普段、崖の高さってどの部分を測っている?

敷地境界線沿いの崖高さを図面に記載しているよ

ほしい。

崖高さは敷地境界線沿いの最高高さだけを考えてもだめ(下図)

実際、地震で崖崩れが発生する場合は、境界線近辺は関係ないよね

だがから、隣地「付近」ではなくて、隣地も含めて崖の最高点の高さを把握する必要があるよ。

下図のように隣地の概況を確認して

崖が急に上がっているのか、水平なのか確認する

なるほど!

崖の高さの算定は理解したよ。

意匠さん
意匠さん

今度は構造設計上の崖の扱いを整理して欲しい。

沖縄県条例5条によると2m超えの高低差(H)に対して、崖の上下で1.5Hの離隔距離があればよいとある。

だけどこれは敷地条件によってはむずかしい

なので 3項を利用して「建築物の安全上支障がない場合」となるよう対応することが多い。

3項利用時の構造側の考えを教えて欲しい。

ひとことで言うと「崖が崩れても建物が安全である」ことを考えているよ。

具体的には

①土被り高さの確認 ←意匠側も知っておいて欲しい知識

②土被りに合わせて壁厚と壁筋の設計

③土圧による水平力の考慮 の3つ。

土被りの高さの算定方法は県条例のように指示があるの?

自分が把握している限りでは指示などはない。

なので多くの場合

パターンA 崖の最大高低差の中心線(=H/2)と現況法面との交点を示し、その交点から30度の勾配線を示す。この勾配線が地震で崖が崩れた時の土被り高さになるよ。その後、土砂量に不足分が生じる場合は、適宜修正を行う。

パターンB 崖下の基点から30度の勾配線を描き、その勾配線と現況法面が囲む面積を把握する。その面積が地震ですべて崩れるものと想定して土被り高さを確認する。

まずAパターンをイラストにするとこういう感じ?

そうだね

なるほどね

Aパターンの場合

土砂崩れが発生した場合、左側の面積はくずれて右側に流れていく。   

その結果 左側の面積≒右側の面積となるんだね

こうやって土被り高さが分かるのね!

でも、この場合、勾配線が建物に入り込んでいる範囲はどうなるの?

上のイラストだと、その分の土砂が考慮されていない土被り高さになっているんじゃない?

その通りだよ。

いままで勾配線が建物に入り込んでいる範囲のことは特に考慮していなかったんだけど、今回、審査機関から同じような指摘を受けて見直したんだ。
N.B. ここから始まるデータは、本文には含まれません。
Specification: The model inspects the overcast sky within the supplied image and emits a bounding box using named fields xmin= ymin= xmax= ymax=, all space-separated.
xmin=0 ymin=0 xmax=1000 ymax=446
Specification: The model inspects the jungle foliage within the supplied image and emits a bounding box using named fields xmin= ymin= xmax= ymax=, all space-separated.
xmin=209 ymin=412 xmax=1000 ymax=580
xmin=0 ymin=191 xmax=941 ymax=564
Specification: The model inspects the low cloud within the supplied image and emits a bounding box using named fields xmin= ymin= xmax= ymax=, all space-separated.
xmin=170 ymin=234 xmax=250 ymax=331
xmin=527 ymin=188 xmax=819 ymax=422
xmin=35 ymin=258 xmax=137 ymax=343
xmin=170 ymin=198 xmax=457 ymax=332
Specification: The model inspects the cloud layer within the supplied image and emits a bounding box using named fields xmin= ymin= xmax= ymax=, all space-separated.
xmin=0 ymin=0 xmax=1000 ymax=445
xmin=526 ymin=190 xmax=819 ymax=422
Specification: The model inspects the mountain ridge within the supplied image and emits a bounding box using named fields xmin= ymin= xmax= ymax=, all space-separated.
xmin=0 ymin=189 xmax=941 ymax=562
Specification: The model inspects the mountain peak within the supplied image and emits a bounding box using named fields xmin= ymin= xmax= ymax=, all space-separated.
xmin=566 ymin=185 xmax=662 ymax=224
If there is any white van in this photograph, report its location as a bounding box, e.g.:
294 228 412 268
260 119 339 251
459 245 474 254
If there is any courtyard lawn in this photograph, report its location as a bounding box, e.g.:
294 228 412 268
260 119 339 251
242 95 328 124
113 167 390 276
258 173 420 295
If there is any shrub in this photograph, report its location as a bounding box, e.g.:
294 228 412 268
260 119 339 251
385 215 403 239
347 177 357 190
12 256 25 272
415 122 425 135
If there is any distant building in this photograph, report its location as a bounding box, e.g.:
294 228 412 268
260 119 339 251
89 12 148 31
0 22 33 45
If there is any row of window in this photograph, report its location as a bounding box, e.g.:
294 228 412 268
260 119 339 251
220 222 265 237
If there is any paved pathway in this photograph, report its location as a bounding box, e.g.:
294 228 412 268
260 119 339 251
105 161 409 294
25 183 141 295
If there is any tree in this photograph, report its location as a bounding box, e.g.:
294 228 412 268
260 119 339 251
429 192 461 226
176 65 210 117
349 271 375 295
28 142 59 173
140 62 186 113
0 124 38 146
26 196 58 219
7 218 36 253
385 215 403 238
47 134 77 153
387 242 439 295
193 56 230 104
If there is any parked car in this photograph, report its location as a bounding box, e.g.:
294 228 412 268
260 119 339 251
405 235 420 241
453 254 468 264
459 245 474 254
つまり 土砂崩れラインを適宜修正して左側の面積と同等以上になるように土被り高さを設定しなおしたってことだね

そうだよ

 以上のことから、意匠側としては、崖の近くに建物を計画する場合は、①崖が崩れたことを想定した想定ラインを作図し、そのライン内にはサッシなどの開口部は設けられないことを最初に想定することができるよ。

②土被り高さは法面と崖最高高さから土砂崩れ想定ラインを引いて、土砂面積が左右で適切となるように適宜設定することになるよ。

③土圧を負担する壁は、シングル配筋は厳しいので壁厚は200以上はみて欲しい。

④土圧は水平力として建物を横に押す力になるので、建物が滑らないかの確認が必要になる。

⑤常時(つねに)土圧を負担する場合は、真下方向の重量に水平方向の土圧が加算されて、合力としては斜めになってしまう。

この斜めの合力に対して基礎の支持力算定時は、傾斜角を考慮することになる。

考慮すると、支持力の低下につながる。※支持力低下割合は土砂量による。

まとめると、土圧を受ける建物については、まず、土被りの高さを把握する!

そして、基礎下の地盤がやわかったら直接は厳しいことを想定しよう。

おっけー

ありがとねー

さいごにパターンBのイメージも乗せておく。

こっちは設計上、不利になりそうなので採用したことはない。